I did try other approaches, such as Evolutionary.jl, which sort of works, but even in the absence of experimental noise fails to converge to the exact solution in most cases.

I really appreciate any hint in the right direction!

Max

1 Like

Hi @mgreifenstein !
If I understand your question correctly, you may have misinterpreted what ForwardDiff does. It doesn’t use a finite difference formula \frac{f(x+h)-f(x)}{h} for some small value of h. Instead, it executes your code in a clever way by propagating both the value and its derivative through each operation. So I’m not sure what you mean by “computing the gradient across a larger interval”, could you maybe rephrase?
Probably a naive question on my end, but can’t you translate the Matlab code into Julia, if you were satisfied with it?

Hi @gdalle

Thanks for your quick response and your help! I do have to admit, even though I tried reading about how ForwardDiff works, I didn’t fully understand all implications. I will assign this as a homework to me to learn more about that :slight_smile:

But for this practical example: How does ForwardDiff react to a piecewise constant approximated input? I would (again, maybe this is wrong because I think in a finite differences mindset) assume, that for very small pieces, it would closely resemble the gradient of the underlying smooth function and for very large pieces, assume a gradient of 0.
Is there any way to systematically try it out? I guess I could use ForwardDiff directly on the function with different piecewise constant approximations and see what it does.

Or is there any way to print out the gradient of a decision variable during the fit process?

The problem with porting the MATLAB implementation of the mixed integer GA is that it contains proprietary (and partially compiled) code. The reason for using Julia in the first place is that the library generation itself is 2 orders of magnitude faster - and I was hoping to be at least as fast with the fitting as MATLAB.

Best
Max

Here’s a piecewise-constant function to play around with: f(x, a) = \left\lfloor a (x - 0.5) \right\rfloor
Below you can see the very different behaviors of ForwardDiff and FiniteDifferences. While the latter computes derivatives the way you would expect, with a difference between neighboring points, the former only uses the function at the exact point where you call it, because it is able to exploit the shape of the function itself. As a result, the derivative it returns is always zero here, whereas the other package starts seeing the other plateaus when a gets big enough.
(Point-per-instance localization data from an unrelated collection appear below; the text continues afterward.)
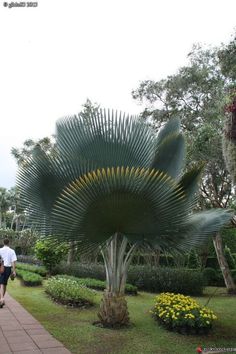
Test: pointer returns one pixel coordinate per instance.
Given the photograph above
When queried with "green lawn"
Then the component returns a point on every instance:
(74, 328)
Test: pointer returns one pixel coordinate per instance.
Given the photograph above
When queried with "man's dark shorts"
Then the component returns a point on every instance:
(5, 275)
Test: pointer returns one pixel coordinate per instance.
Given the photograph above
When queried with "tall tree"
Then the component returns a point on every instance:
(197, 93)
(4, 206)
(114, 185)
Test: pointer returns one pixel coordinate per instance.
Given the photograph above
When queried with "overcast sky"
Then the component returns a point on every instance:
(56, 55)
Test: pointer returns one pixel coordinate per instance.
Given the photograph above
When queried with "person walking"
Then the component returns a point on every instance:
(9, 259)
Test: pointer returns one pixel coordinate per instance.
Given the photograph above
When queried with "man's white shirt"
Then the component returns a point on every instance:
(8, 255)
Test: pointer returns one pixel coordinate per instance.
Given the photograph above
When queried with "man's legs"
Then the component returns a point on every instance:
(2, 293)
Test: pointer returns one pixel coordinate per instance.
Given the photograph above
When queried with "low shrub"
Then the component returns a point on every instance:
(210, 275)
(183, 314)
(176, 280)
(32, 268)
(97, 284)
(147, 278)
(81, 270)
(69, 292)
(50, 252)
(29, 278)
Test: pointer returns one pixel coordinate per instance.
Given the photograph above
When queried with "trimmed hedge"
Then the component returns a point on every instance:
(41, 270)
(29, 278)
(28, 259)
(69, 292)
(147, 278)
(97, 284)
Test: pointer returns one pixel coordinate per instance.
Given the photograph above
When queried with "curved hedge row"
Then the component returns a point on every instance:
(147, 278)
(41, 270)
(29, 278)
(97, 284)
(69, 292)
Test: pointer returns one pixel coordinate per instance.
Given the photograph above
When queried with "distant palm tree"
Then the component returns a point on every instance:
(4, 206)
(115, 185)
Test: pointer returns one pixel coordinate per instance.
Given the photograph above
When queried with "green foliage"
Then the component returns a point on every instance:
(211, 276)
(29, 278)
(227, 57)
(32, 268)
(229, 257)
(147, 278)
(182, 314)
(81, 270)
(50, 252)
(69, 292)
(22, 241)
(193, 260)
(97, 284)
(177, 280)
(212, 262)
(95, 183)
(197, 93)
(229, 238)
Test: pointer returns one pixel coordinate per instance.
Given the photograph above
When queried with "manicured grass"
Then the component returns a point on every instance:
(74, 328)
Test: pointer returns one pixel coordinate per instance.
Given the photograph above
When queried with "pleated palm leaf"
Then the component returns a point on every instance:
(115, 185)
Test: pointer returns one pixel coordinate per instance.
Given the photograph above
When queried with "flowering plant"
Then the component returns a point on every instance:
(182, 313)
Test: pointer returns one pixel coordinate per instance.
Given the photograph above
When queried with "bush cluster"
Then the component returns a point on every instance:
(69, 292)
(176, 280)
(32, 268)
(29, 278)
(50, 252)
(28, 259)
(182, 314)
(97, 284)
(147, 278)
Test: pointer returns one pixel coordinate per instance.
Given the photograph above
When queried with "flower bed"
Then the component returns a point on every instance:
(182, 314)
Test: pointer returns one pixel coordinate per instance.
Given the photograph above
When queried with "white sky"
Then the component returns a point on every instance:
(55, 56)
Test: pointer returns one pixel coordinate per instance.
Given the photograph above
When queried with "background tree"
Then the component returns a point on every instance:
(197, 93)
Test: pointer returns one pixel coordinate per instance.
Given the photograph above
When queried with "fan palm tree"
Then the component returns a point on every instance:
(115, 185)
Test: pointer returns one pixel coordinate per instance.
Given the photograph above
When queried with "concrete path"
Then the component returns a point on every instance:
(21, 333)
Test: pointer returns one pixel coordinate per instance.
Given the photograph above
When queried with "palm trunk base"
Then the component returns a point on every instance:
(113, 310)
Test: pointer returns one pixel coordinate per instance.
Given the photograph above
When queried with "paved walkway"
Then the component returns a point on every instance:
(21, 333)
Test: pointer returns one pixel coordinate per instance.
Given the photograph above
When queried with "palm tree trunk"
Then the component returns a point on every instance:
(229, 283)
(113, 309)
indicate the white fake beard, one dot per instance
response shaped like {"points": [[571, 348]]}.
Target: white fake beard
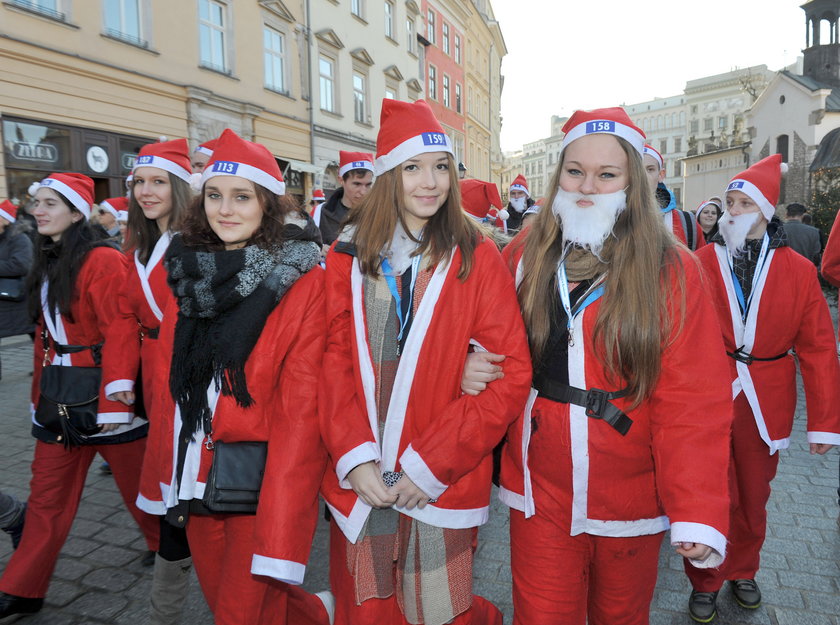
{"points": [[734, 230], [590, 226], [518, 203]]}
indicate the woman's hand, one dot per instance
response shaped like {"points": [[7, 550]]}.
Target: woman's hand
{"points": [[366, 481], [126, 397], [479, 371], [408, 494], [694, 551]]}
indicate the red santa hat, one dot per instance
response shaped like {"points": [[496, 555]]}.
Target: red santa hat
{"points": [[172, 156], [8, 211], [234, 156], [613, 121], [407, 129], [520, 184], [75, 188], [761, 183], [115, 205], [651, 151], [354, 160], [207, 147], [478, 198]]}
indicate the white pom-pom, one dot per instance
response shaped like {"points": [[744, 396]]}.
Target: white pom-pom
{"points": [[195, 182]]}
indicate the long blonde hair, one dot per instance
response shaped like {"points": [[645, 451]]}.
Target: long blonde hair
{"points": [[376, 217], [633, 321]]}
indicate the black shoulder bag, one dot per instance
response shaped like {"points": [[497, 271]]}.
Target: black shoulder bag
{"points": [[69, 398]]}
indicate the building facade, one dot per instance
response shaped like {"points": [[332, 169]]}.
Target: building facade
{"points": [[84, 84]]}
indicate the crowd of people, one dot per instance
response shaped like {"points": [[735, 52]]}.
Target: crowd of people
{"points": [[397, 348]]}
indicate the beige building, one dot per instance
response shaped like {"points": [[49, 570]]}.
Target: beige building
{"points": [[484, 50], [84, 83]]}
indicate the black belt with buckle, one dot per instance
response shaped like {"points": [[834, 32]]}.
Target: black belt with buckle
{"points": [[741, 356], [595, 400]]}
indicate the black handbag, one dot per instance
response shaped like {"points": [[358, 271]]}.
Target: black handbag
{"points": [[12, 289], [69, 399], [235, 479]]}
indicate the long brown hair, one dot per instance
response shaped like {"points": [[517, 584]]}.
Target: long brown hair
{"points": [[633, 321], [376, 217], [197, 232], [142, 233]]}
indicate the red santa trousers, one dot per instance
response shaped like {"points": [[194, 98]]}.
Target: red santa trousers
{"points": [[222, 548], [558, 578], [385, 611], [750, 473], [58, 479]]}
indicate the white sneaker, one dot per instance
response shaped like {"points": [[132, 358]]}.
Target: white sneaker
{"points": [[328, 600]]}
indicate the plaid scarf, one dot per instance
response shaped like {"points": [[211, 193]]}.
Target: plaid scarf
{"points": [[224, 299], [428, 568]]}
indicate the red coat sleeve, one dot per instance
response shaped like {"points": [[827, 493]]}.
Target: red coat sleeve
{"points": [[288, 509], [345, 427]]}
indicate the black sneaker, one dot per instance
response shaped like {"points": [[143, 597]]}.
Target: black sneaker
{"points": [[16, 530], [702, 606], [746, 593], [12, 604]]}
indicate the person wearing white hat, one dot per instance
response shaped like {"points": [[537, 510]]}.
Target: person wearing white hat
{"points": [[618, 442], [410, 282], [769, 303], [242, 341]]}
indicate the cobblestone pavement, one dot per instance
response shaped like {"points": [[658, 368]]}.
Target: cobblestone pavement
{"points": [[99, 578]]}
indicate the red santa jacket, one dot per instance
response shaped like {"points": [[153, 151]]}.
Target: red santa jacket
{"points": [[788, 310], [141, 302], [282, 376], [671, 467], [441, 438], [93, 310]]}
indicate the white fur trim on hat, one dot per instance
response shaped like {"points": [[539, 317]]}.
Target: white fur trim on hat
{"points": [[74, 198], [243, 170], [150, 160], [605, 126], [419, 144], [519, 187], [355, 165], [755, 194]]}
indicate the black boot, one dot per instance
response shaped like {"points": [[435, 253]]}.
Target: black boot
{"points": [[12, 604]]}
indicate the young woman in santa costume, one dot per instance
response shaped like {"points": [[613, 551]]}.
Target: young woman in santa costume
{"points": [[410, 283], [768, 301], [73, 287], [244, 338], [160, 195], [618, 441]]}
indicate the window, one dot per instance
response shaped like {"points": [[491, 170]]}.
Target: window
{"points": [[122, 20], [211, 31], [326, 69], [274, 46], [412, 38], [359, 98], [389, 19]]}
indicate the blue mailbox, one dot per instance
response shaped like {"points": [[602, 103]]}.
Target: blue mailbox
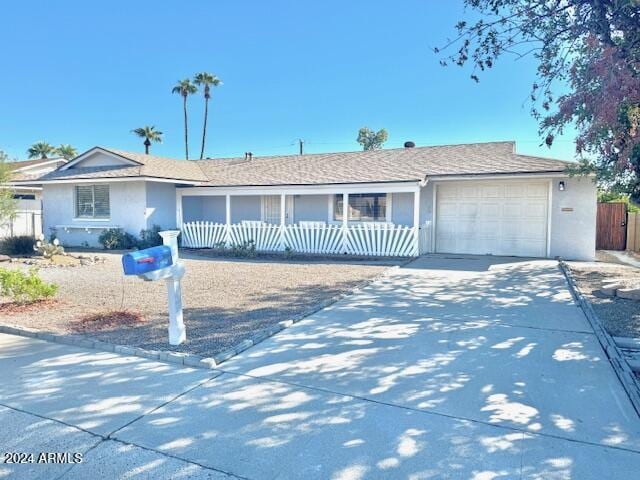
{"points": [[147, 260]]}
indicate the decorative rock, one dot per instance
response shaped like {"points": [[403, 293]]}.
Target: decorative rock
{"points": [[629, 293], [609, 289]]}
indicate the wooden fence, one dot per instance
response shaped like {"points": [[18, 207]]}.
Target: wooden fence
{"points": [[311, 237], [633, 232]]}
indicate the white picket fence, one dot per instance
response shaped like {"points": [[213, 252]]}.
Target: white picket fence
{"points": [[312, 237]]}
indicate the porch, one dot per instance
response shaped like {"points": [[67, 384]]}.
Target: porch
{"points": [[382, 220]]}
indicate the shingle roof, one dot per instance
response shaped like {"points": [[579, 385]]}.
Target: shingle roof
{"points": [[147, 166], [390, 165], [403, 164]]}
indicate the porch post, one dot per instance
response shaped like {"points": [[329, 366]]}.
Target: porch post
{"points": [[416, 220], [227, 235], [283, 220], [345, 221], [178, 209]]}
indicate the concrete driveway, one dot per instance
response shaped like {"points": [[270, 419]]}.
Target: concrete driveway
{"points": [[472, 367]]}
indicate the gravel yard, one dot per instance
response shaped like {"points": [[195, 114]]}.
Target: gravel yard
{"points": [[225, 300], [619, 316]]}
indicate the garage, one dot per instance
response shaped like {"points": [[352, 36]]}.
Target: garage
{"points": [[492, 217]]}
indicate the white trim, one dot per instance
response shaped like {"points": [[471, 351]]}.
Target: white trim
{"points": [[505, 176], [434, 216], [178, 208], [392, 187], [36, 165], [88, 153], [108, 180]]}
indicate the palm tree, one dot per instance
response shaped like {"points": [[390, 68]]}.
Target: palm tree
{"points": [[67, 151], [185, 88], [150, 134], [41, 150], [207, 80]]}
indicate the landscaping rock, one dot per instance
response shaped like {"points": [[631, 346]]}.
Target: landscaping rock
{"points": [[610, 289], [629, 293]]}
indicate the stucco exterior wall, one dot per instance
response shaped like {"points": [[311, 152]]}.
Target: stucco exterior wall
{"points": [[127, 204], [161, 205], [573, 219], [247, 207]]}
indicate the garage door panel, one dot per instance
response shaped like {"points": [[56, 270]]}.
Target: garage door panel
{"points": [[500, 218]]}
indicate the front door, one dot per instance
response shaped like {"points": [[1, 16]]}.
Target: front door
{"points": [[271, 209]]}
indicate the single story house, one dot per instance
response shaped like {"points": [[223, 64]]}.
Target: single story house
{"points": [[28, 219], [481, 198]]}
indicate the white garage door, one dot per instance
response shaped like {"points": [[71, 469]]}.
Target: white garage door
{"points": [[499, 218]]}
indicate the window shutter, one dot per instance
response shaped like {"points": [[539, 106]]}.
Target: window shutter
{"points": [[84, 201], [101, 201]]}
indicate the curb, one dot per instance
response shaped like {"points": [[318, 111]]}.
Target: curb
{"points": [[613, 353], [182, 358]]}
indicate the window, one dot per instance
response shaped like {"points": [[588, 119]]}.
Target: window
{"points": [[363, 207], [92, 201]]}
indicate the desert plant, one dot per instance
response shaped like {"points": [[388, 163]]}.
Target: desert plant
{"points": [[244, 250], [150, 237], [25, 287], [48, 248], [117, 239], [19, 245]]}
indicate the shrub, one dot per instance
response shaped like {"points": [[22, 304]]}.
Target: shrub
{"points": [[25, 287], [21, 245], [117, 239], [48, 248], [150, 238], [245, 249]]}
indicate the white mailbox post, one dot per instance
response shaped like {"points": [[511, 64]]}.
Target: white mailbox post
{"points": [[177, 331], [154, 264]]}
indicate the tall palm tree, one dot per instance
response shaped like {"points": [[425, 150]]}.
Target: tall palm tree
{"points": [[41, 150], [66, 151], [206, 80], [150, 134], [184, 88]]}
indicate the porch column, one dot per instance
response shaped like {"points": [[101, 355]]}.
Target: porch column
{"points": [[283, 220], [416, 220], [178, 209], [345, 221], [227, 217]]}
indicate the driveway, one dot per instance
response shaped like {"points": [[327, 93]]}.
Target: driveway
{"points": [[459, 367]]}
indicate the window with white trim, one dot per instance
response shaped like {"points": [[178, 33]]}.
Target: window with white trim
{"points": [[363, 207], [92, 201]]}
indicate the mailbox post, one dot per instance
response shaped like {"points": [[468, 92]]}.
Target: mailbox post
{"points": [[177, 331], [161, 263]]}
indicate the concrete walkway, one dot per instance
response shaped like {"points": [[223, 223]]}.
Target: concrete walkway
{"points": [[473, 368]]}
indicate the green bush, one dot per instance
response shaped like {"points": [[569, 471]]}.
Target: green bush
{"points": [[246, 249], [150, 238], [21, 245], [25, 287], [117, 239]]}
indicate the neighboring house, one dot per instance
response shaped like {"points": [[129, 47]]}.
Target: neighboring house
{"points": [[28, 220], [477, 198]]}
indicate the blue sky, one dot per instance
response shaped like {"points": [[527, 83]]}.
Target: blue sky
{"points": [[87, 73]]}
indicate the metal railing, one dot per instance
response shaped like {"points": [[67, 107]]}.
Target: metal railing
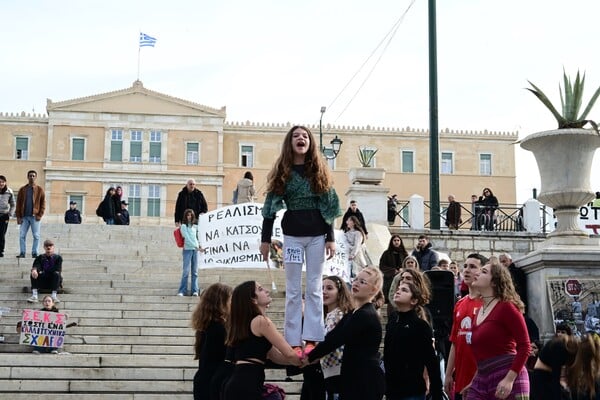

julia> using FiniteDifferences, ForwardDiff

julia> f(x, a) = floor((x + 0.5) * a);

julia> for a in 10 .^ (0:2:10)
           d1 = ForwardDiff.derivative(x -> f(x, a), 0)
           d2 = FiniteDifferences.forward_fdm(2, 1)(x -> f(x, a), 0)
           @info "With scale a=$a, ForwardDiff gives f'(0,a)=$d1 and FiniteDifferences gives f'(0,a)=$d2"
       end
[ Info: With scale a=1, ForwardDiff gives f'(0,a)=0.0 and FiniteDifferences gives f'(0,a)=0.0
[ Info: With scale a=100, ForwardDiff gives f'(0,a)=0.0 and FiniteDifferences gives f'(0,a)=0.0
[ Info: With scale a=10000, ForwardDiff gives f'(0,a)=0.0 and FiniteDifferences gives f'(0,a)=0.0
[ Info: With scale a=1000000, ForwardDiff gives f'(0,a)=0.0 and FiniteDifferences gives f'(0,a)=0.0
[ Info: With scale a=100000000, ForwardDiff gives f'(0,a)=0.0 and FiniteDifferences gives f'(0,a)=7.168686400303e7
[ Info: With scale a=10000000000, ForwardDiff gives f'(0,a)=0.0 and FiniteDifferences gives f'(0,a)=9.998010804980501e9
1 Like

It’s hard to offer advice without a reproducible example.

The first decision is whether JuMP is the right tool for the job. If you previously used a genetic algorithm that worked nicely, Juniper+Ipopt might be the wrong choice. See:

You can register your own gradient, Nonlinear Modeling · JuMP, but if it’s discrete it isn’t obvious to me that your problem has a well-defined first-order derivative?

For a next step, I’d try to distill what you are trying to compute into a minimal reproducible example. Don’t include the multi GB code, just come up with a toy problem that has the same characteristics as the problem you’re actually trying to solve. I should be able to run it via a copy-paste into the REPL, so just use random data, don’t read things in from files, etc. Then people might have suggestions for what you could try.